A scene of “Moreau” director John Frankenheimer tearing into Kilmer for his arrogance and inappropriateness plays out mostly as captions on a black screen, KIlmer having set the camera down at Frankenheimer’s orders after the director repeatedly warned him that he didn’t want him shooting a personal documentary on a closed professional film set. Like many scenes in “Val,” it’s hard to tell from this one whether the footage is being presented in the name of warts-and-all honesty, or because Kilmer mistakenly believes that the clips he’s showing us vindicate his point-of-view on who was right.
With hindsight, and somewhat incredibly, it seems like the latter, though Kilmer is so wounded by his illness, treatments, and surgeries that whatever obstinance comes through in the filmmaking is undercut by our awareness of how frail he is, how vulnerable to sickness and injury, how much closer to death than most of us. The movie’s most wrenching scene is a long, unedited, stationary shot of Kilmer seated at a card table at a fan convention, signing autograph after autography until he begins to feel queasy and has to excuse himself.
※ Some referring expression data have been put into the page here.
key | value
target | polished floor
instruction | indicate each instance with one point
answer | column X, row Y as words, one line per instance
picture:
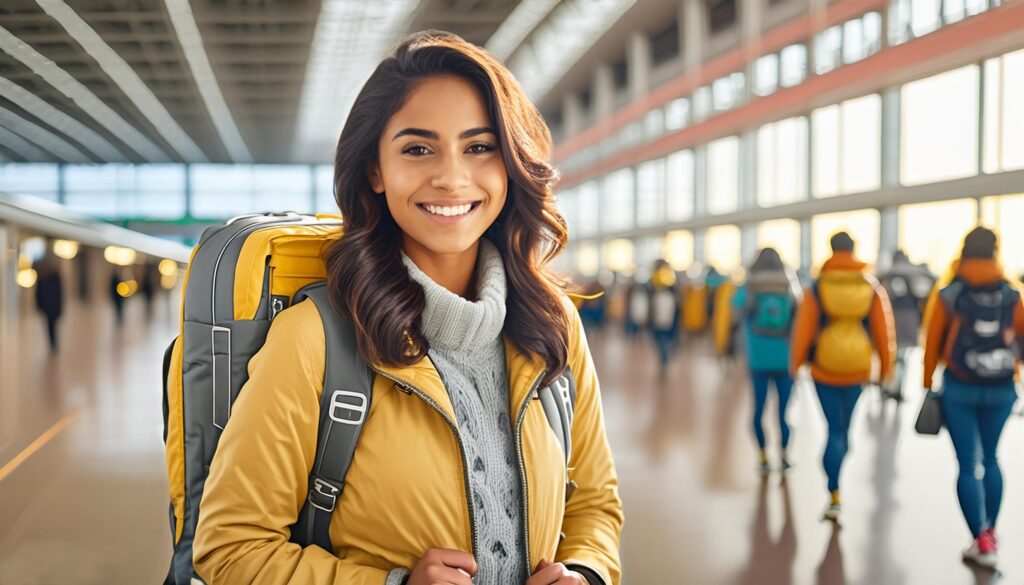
column 83, row 495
He then rises unsteadily to his feet, plops down an out-of-focus sofa in the background of the shot, and vomits into a trash can (the sound is muted here, perhaps to allow Kilmer at least a shred of dignity).
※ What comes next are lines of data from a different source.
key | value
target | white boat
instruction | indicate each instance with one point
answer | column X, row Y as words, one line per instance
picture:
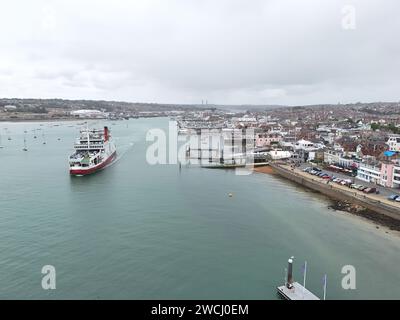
column 94, row 150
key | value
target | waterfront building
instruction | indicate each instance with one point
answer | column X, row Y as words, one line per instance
column 369, row 173
column 394, row 143
column 267, row 139
column 84, row 113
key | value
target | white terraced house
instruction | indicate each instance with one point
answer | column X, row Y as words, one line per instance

At the same time, though, there are odd moments where the vibe of the film’s narration, as well Kilmer’s sly interaction with the camera, make it seem as if, on top of any therapeutic value “Val” might have, KIlmer also sees the project as an extension of his participation in conventions and commemorative screenings where he signs autographs for cash. In narration, Kilmer chastises other actors, and by extension himself, for trying to live off the past in this way. But this is one instance where he’s being harder on himself than he should be. After turning 50, even male leading men’s professional options start to dry up, so who can blame someone of Kilmer’s stature from trying to profit off the fact that he was in “Top Secret!”, “Top Gun,” “The Doors,” “Batman Forever,” “Tombstone,” and other ’80s and ’90s touchstones? (How human of Kilmer to fail to forgive himself for the one thing he seems to find unforgivable: maudlin self-pity at the limitations that always come with age.)
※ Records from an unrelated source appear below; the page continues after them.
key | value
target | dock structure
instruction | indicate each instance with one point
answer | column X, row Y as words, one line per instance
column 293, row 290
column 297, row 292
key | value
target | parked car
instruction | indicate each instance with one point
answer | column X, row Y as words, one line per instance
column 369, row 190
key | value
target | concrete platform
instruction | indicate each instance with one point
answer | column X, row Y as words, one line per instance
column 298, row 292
The film is at its most satisfying when it’s just giving us details of Kilmer’s philosophy of acting, which is uncompromising to the point of being exasperating, but is nevertheless preferable to the default attitude of so many straight male actors who denigrate their profession as trivial or somehow unbecoming of an adult man. Kilmer, gloriously, is far too idealistic for that sort of nonsense. Quoting poets, philosophers, playwrights, and mentors who share his lofty opinion of the value of art, he presents a much-needed defense of acting as a way to help the audience understand itself, just as it helps the open-minded, open-hearted actor understand their own tangled thoughts and feelings.
By pretending to be someone else, as Kilmer did so convincingly in his best film work, he incarnated the idea of a lie that reveals a greater truth. You could even make the the case that the best of Kilmer was already available to us, and that if you want to really understand the essence of this great, strange movie star, you have to cut him out of the equation, and go straight to the work.